Confronting My Own Ableism as a Disabled Person
Those outside the disability community assume we are immune from ableism. By virtue of having a disability, they contend, people like me would never make dismissive assumptions about the capacity of others with differing conditions. However, I am living proof that disabled people have a long way to go in expunging ableism from the disability community.
When I was involved in disability politics, I had an acquaintanceship I put too much stock in because the individual in question was developmentally disabled. As a result of my latent ableism, I internalized stereotypes of him as an adult child, innocent and devoid of sin, due to his disabilities. When he messaged me on Facebook, he couldn’t possibly have been using my position of power to ingratiate himself. Or could he have been?
In broken syntax, he would proclaim that we were best friends when we had only spoken a handful of times in person. Instead of assuming he was a poseur, as I would have with any abled person acting in the same manner, I responded with an unhealthy dose of pity. In my limited understanding, it was only he who wasn’t capable of realizing we weren’t besties.

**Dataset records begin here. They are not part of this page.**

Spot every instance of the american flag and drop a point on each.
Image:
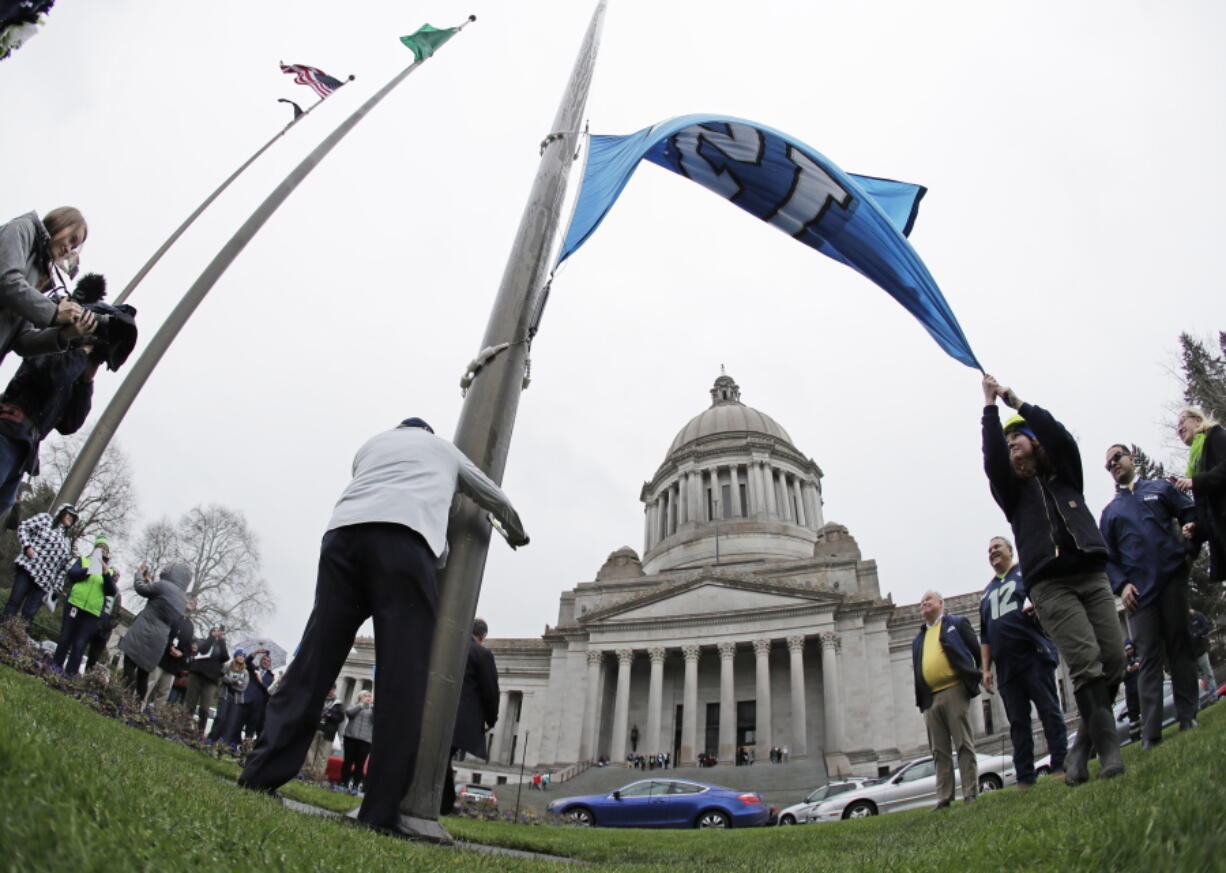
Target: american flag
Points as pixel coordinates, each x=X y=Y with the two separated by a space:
x=313 y=77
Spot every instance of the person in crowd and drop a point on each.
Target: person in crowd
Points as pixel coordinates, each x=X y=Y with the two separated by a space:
x=1132 y=697
x=205 y=674
x=92 y=580
x=1035 y=472
x=146 y=638
x=1025 y=663
x=379 y=558
x=229 y=710
x=358 y=732
x=477 y=711
x=174 y=659
x=1200 y=628
x=255 y=698
x=45 y=554
x=48 y=392
x=1205 y=480
x=32 y=249
x=945 y=662
x=107 y=623
x=324 y=739
x=1148 y=565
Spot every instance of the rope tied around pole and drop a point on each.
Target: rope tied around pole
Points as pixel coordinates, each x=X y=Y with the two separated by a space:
x=484 y=356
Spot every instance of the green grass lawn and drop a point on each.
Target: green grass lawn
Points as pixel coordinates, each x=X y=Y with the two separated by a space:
x=82 y=792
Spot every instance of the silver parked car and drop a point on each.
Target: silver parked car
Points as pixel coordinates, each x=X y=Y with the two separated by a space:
x=802 y=812
x=911 y=786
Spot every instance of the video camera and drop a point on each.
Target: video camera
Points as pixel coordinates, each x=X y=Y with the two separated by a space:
x=114 y=337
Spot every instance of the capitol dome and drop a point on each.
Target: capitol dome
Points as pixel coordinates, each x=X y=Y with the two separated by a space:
x=732 y=489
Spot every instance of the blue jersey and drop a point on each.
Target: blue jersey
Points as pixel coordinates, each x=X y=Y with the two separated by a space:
x=1013 y=634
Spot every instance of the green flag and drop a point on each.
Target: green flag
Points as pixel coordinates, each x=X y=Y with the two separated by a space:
x=428 y=39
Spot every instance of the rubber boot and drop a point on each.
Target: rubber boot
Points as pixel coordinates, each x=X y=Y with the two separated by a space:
x=1077 y=764
x=1102 y=731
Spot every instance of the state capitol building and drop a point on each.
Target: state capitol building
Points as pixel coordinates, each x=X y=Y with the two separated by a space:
x=747 y=622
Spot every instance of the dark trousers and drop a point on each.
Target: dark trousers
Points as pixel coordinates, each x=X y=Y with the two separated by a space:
x=136 y=678
x=75 y=632
x=353 y=769
x=1161 y=628
x=379 y=570
x=25 y=597
x=1035 y=683
x=97 y=648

So ableist was I that I had convinced myself his social circle was lacking, to the point that I really was his best friend. From my vantage point, I needed to be devoted to this lonely and innocent disabled soul, despite our substance-free Facebook conversations. Only in retrospect do I regretfully recognize that I went above and beyond to include him and even to send him a small Christmas trinket, not because I saw him as an equal, but out of unadulterated pity.
Once I was no longer an active member of the organization, much less someone in power, the person in question almost entirely ceased communication. While I was admittedly hurt by his lack of desire to continue any kind of acquaintanceship, I had to examine both my behavior and belief system. I resent whenever someone pities me for my conditions and loathe being treated as an object of emotional charity. Yet I was doing the same thing to the individual in question because I didn’t respect his agency or abilities as on par with my own.
What I didn’t understand was that my acquaintance wasn’t just a disabled angel; he was capable of the same manipulation and conniving behavior as everyone else in politics. I eventually had to acknowledge I hadn’t taken the proper steps to understand his condition, and I substituted facile and idealized notions of his innocence for acceptance of his human nature. I did both of us a disservice by assuming he wasn’t capable of the same behaviors as everyone else, and I regret being so ignorant.
While I now disavow my assumptions about the person in question, experiences like mine are a teachable moment for the disability community. Being a leader means I must do more than mobilize disabled people; I need to examine how I have internalized ableist shibboleths and resolve to comprehend everyone’s condition. No one deserves to be regarded as either a demonic villain or a childlike angel because of pernicious stereotypes. I believe the sooner we implement this understanding on a wide scale, the faster the disability community will rid itself of ableism.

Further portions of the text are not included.